Kelley and Rand Paul (Twitter/Rand Paul)

The U.S. Supreme Court last summer vastly expanded the rights of government workers to not be union members against their will and now Sen. Rand Paul, R-Ky., is proposing a bill to ensure other workers have the same choice.

Last summer’s decision was a major blow to organized labor and also undermined support for Democratic political candidates by freeing government workers from mandatory “fees” when they opt out of union membership.

The senator’s bill, S. 525, would do much the same for other workers.

His “National Right to Work Act” would, according to Mark Mix of the National Right to Work Committee, end “Big Labor’s” federally authorized power to force workers to pay union dues or fees to keep their jobs.

“We’re extremely pleased that Senator Paul has once again introduced the National Right to Work Act, intensifying a growing debate about Big Labor’s coercive power to keep American workers in chains. This legislation would enshrine the common-sense principle – already enforced in more than half of U.S. states – that no worker should be compelled to join or pay dues to a union just to get or keep a job,” Mix said.

“In an age of legislative overreach, this is one of the shortest bills ever introduced. The National Right to Work Act does not add a single word to federal law, instead simply removing existing language in the National Labor Relations Act and Railway Labor Act that gives union officials the power to extract dues from nonunion workers as a condition of employment.”

Twenty-seven states already have such laws, made possible through the Taft-Hartley Act. But at the federal level, the National Labor Relations Act and the Railway Labor Act still give unions the right to demand payments from workers.

The railway act even blocks right-to-work laws from protecting workers in the railroad and airline industry. Thousands of workers can be fired for refusing to pay union dues or fees despite working in a right to work state, supporters of the change said.

The new plan simply removes the forced-dues provisions from the law, restoring workers’ rights to not be a union member.

The support for the idea has been growing, and most recently it had 159 co-sponsors in the 115th Congress. The new plan already has a long list of supporters.

In the last few years, another five states have adopted such freedoms for workers.

Indiana was one.

“We knew Indiana’s neighbors would fear being left behind in their attempts to attract new jobs, because companies and entrepreneurs prefer to create jobs in Right to Work states, where their well-treated employees would be less likely to be targeted by Big Labor, because workers there cannot be compelled to fund union officials’ activities,” Mix said.

He sad politicians are beginning to figure out what most Americans already knew: Right to Work is not only sound public policy, but it’s also good politics.”

“Voluntary association is a quintessential American ideal, and the case for Right to Work has always rested on the principles of employee freedom, but passage of a National Right to Work law will also pay economic dividends. Studies demonstrate that workers in Right to Work states enjoy greater private sector job growth and higher disposable incomes than their counterparts in states without Right to Work protections.”

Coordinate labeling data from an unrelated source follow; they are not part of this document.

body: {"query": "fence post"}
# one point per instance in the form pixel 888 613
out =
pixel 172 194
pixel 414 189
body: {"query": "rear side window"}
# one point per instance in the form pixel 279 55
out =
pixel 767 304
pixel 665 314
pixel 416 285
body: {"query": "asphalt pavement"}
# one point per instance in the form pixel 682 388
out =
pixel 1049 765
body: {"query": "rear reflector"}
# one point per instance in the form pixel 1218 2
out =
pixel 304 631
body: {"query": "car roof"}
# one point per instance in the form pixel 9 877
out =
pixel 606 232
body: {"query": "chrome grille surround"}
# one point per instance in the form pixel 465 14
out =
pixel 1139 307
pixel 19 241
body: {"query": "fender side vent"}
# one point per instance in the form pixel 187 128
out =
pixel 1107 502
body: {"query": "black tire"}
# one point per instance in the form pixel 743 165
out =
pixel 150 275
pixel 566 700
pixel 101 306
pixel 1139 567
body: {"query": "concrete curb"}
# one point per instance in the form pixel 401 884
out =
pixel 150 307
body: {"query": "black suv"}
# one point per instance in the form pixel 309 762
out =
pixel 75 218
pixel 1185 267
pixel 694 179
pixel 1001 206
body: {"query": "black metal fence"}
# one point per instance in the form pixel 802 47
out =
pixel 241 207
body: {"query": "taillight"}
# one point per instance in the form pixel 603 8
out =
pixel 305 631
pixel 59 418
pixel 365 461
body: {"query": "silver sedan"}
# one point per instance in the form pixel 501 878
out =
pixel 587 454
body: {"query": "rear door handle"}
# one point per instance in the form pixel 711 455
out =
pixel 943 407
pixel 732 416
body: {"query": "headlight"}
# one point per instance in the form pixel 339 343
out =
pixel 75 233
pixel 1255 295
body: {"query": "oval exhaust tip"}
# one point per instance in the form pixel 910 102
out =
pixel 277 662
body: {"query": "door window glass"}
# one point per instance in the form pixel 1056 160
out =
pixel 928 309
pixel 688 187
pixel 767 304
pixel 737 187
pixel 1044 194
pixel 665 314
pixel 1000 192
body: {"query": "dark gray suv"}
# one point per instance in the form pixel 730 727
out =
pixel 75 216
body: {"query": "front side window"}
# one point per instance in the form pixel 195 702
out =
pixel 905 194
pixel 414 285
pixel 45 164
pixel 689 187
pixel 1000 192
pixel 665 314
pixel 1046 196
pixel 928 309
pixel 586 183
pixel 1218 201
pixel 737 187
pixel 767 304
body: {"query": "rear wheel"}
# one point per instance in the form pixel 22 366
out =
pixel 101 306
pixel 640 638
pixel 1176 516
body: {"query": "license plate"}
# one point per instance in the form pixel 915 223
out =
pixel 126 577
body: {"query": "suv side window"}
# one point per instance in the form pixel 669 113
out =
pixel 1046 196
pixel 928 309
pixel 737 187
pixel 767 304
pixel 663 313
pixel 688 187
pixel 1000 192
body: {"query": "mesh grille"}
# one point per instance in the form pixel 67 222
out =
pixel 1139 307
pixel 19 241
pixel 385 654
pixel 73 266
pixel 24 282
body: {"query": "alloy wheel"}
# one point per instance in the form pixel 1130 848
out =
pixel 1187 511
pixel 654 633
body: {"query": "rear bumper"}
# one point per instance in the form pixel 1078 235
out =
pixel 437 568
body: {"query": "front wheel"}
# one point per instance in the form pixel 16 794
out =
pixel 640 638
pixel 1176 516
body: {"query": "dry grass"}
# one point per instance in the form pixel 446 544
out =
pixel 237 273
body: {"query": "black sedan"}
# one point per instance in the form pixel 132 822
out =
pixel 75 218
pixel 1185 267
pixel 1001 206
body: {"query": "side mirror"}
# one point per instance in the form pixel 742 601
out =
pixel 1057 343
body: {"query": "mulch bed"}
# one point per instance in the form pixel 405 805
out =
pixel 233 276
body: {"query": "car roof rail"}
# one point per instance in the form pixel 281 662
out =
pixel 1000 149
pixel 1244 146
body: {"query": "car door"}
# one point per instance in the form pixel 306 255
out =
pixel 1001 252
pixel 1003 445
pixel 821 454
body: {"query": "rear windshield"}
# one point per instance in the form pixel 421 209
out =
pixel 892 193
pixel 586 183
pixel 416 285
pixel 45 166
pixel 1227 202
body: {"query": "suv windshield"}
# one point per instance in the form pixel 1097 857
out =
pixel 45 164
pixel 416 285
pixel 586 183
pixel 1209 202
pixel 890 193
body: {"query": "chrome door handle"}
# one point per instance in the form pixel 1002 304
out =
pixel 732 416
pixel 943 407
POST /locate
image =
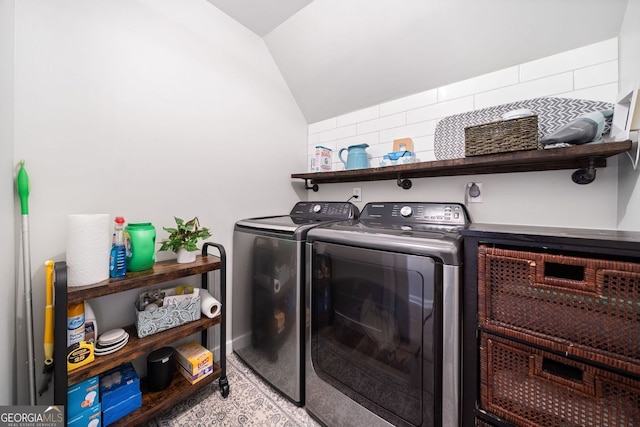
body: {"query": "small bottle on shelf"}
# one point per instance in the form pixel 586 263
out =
pixel 118 259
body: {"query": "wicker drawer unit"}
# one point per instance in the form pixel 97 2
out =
pixel 530 387
pixel 583 307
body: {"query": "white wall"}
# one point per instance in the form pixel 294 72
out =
pixel 8 246
pixel 147 109
pixel 533 198
pixel 629 190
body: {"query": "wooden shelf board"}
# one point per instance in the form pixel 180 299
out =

Polls, he said, show support from four of five Americans.

Now it’s time for a federal law, he said.

“A National Right to Work Act enshrines worker freedom while providing significant economic benefits for workers. The National Right to Work Committee is mobilizing its 2.8 million members to call on their representatives and senators to support the National Right to Work Act.”

Last summer, the Supreme Court ruled in Janus v. American Federation of State, Country, and Municipal Employees that the government could not demand “fees” from government workers who reject union membership.

Multiple lawsuits have followed by unwilling union supporters who are demanding their money back.

“This is catastrophic for Democrats,” opined Fox News analyst Andrew Napolitano regarding the 5-4 decision at the time.

The court ruled states are not allowed to force government workers to pay the equivalent of union dues, called “fees,” if they opt not to join a union.

Even though many union workers vote Republican, their leaders are heavily Democratic, and union coffers regularly fund Democrats running for office.

The majority opinion said the state’s “extraction of agency fees from nonconsenting public-sector employees violates the First Amendment.”

Justice Samuel Alito wrote for the majority: “Fundamental free speech rights are at stake. Abood [the previous precedent] was poorly reasoned. It has led to practical problems and abuse. It is inconsistent with other First Amendment cases and has been undermined by more recent decisions.”

Alito pointed out the court has held “time and again that freedom of speech ‘includes both the right to speak freely and the right to refrain from speaking at all.'”

He continued: “Compelling individuals to mouth support for views they find objectionably violates that cardinal constitutional command, and in most contexts, any such effort would be universally condemned. Suppose, for example, that the state of Illinois required all residents to sign a document expressing support for a particular set of positions on controversial public issues – say, the platform of one of the major political parties. No one, we trust, would seriously argue that the First Amendment permits this.

“Perhaps because such compulsion so plainly violates the Constitution, most of our free speech cases have involved restrictions on what can be said, rather than laws compelling speech. But measures compelling speech are at least as threatening.”

The minority dissent lamented that unions would lose “a secure source of financial support.”